Two properties you must design around

  1. Eunomia fails closed. With default_effect: deny (agent_utilities/mcp/eunomia_principal.py), a JWT service with no policy for the caller's principal denies every call. So a baseline policy that allows the multiplexer's service principal must exist at eunomia.arpa before a service is flipped to jwt.

  2. The multiplexer must present a token. Children are configured per-entry in mcp_config.json; historically none carried an Authorization header, so a child flipped to jwt became unreachable (401) through the aggregator. (Local stdio children like graph-os are exempt — stdio has no HTTP auth.)

Multiplexer outbound auth (client-credentials)

agent_utilities/mcp/client_credentials.py gives the multiplexer one service identity. When MCP_CLIENT_AUTH=oidc-client-credentials, it mints a Keycloak service-account token (OAuth2 client_credentials, audience agent-services — the same audience children verify), caches and refreshes it, and the multiplexer attaches Authorization: Bearer <token> to every remote child that doesn't declare its own header. It never overrides an explicit header, and a mint failure degrades to no header (the child then 401s — visible in metrics/logs, not a crash).
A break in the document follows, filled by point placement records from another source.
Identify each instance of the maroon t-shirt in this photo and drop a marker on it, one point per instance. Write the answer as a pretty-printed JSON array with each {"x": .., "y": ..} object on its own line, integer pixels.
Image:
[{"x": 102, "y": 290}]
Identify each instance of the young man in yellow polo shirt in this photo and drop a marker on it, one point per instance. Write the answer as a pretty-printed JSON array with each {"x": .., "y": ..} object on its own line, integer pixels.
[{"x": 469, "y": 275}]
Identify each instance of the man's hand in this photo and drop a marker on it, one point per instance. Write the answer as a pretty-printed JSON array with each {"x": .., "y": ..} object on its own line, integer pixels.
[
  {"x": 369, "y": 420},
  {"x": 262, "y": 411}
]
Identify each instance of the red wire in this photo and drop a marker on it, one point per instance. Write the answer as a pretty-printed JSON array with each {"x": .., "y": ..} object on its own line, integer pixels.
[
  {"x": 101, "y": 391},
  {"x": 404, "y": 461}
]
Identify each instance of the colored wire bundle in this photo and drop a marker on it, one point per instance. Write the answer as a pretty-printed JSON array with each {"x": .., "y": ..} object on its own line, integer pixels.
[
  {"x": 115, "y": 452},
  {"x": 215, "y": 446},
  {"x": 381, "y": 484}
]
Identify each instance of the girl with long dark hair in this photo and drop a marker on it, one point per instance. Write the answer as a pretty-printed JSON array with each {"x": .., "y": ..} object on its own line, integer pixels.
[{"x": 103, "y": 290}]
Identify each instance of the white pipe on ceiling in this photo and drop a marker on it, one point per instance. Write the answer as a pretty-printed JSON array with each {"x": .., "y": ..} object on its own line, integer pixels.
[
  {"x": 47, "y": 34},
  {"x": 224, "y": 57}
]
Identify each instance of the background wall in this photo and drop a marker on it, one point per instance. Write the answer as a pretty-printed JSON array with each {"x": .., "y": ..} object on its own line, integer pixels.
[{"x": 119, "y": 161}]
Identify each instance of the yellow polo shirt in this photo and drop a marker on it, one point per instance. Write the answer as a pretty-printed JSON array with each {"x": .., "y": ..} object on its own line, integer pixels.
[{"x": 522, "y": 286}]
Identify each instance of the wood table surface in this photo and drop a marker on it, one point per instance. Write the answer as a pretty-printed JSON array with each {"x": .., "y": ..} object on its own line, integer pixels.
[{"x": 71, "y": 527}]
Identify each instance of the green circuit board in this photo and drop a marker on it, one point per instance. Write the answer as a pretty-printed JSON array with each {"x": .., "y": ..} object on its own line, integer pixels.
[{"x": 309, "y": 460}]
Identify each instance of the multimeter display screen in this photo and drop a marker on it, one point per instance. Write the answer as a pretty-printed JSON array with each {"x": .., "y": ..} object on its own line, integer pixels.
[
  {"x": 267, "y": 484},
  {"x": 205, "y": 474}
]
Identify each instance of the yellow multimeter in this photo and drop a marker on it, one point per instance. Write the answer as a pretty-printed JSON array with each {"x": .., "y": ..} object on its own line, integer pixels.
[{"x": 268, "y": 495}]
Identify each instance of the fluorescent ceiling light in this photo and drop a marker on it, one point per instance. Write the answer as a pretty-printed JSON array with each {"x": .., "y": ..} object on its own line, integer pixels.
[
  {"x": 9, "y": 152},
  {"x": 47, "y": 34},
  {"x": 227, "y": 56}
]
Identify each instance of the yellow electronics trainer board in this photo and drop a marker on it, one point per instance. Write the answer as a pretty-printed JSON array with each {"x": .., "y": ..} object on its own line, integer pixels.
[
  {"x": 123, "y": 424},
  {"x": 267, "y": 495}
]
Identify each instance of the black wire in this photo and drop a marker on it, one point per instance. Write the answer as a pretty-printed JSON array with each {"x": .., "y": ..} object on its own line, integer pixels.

Configuration (multiplexer service):

Env Value
MCP_CLIENT_AUTH oidc-client-credentials
OIDC_CLIENT_ID mcp-multiplexer (Keycloak confidential client)
OIDC_CLIENT_SECRET injected from OpenBao at deploy
OIDC_AUDIENCE agent-services (default)
OIDC_TOKEN_URL derived from the JWT issuer if unset

/metrics and /health are unauthenticated

create_mcp_server registers GET /metrics and GET /health as custom routes outside the auth/eunomia path (same pattern as graph-os /health), so Prometheus and blackbox probes need no token. They are overlay-network-scoped (no Caddy route). See Observability.

Rollout

Auth is rolled out in phased waves so each flip is verified before the next; the two gates above (token provisioning + baseline policy) come first. The end-to-end procedure — creating the Keycloak client, loading the policy, flipping services, and rolling back — is in the MCP Fleet Auth & Monitoring runbook.